The Story of the Cardboard Box Fort Competition
The rivalry began when four young men in Utah set the world record for "cardboard box fort," and submitted their video proof to RecordSetter.com. Meanwhile, a Harvard student with a penchant for record-setting stumbled upon the original box fort and set out to beat the record. Laura D'Asano employed custodians, dormmates, and a building manager to help save boxes until she had enough to break the record.
A Rivarly is Born
BYU's Bill Rudy set out to break Harvard's record. When Rudy and his team succeeded, they found out that the original record-setters in Utah had been BYU students themselves! After that, UNLV jumped in and broke the record until Laura and her fellow Crimsons struck back to set a new record. Since then Duke University and UT Austin have have joined the fun, taking this competition to new heights!

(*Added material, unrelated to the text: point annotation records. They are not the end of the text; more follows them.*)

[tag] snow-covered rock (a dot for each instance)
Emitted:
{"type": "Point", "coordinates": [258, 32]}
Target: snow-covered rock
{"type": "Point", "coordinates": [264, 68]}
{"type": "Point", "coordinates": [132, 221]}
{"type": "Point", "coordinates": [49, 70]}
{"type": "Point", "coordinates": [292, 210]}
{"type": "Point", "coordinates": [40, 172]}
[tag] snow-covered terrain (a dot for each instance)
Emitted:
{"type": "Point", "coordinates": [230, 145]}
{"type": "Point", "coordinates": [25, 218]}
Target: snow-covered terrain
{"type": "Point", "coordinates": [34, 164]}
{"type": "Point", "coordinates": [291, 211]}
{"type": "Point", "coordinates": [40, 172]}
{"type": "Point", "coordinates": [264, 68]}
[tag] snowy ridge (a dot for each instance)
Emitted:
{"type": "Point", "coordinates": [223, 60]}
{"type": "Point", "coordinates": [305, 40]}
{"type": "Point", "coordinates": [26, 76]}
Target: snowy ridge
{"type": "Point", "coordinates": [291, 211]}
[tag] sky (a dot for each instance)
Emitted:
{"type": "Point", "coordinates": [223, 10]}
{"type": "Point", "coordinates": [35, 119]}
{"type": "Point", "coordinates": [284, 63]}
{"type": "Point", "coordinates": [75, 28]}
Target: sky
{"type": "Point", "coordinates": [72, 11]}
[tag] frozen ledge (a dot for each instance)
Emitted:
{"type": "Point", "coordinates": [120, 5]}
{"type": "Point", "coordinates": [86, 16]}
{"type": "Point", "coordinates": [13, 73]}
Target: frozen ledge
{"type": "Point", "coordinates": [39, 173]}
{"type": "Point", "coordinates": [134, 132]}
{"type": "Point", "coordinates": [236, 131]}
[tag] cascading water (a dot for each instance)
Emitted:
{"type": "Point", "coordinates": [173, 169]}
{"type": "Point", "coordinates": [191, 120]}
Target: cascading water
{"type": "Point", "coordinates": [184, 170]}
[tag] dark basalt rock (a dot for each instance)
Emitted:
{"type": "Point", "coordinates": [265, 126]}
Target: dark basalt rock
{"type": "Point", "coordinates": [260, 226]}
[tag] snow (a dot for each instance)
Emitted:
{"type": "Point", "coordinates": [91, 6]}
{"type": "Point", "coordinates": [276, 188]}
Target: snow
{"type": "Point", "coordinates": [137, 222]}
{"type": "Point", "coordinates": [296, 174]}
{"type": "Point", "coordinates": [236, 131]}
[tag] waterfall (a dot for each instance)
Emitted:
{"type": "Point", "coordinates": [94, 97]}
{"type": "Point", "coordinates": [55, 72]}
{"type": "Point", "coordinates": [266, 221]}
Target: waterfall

- Watch a video of BYU's castle being constructed in March 2013
- The University of Texas, Austin built an impressive structure in true Longhorn style.
Current Record-holder: University of Tennessee, Knoxville
As part of their ninth straight year participating in RecycleMania, recycling manager Jay Price and the UT Knoxville team created “Fort Box” to raise awareness about waste reduction and recycling in February 2014. The team battled blustery wind that blew down each wall of their fort at least once, but with a little help from recycled-content tape and a lot of elbow grease, they succeeded in building an 80 x 742 x 7 ft tall structure made from a record-breaking 4,822 boxes!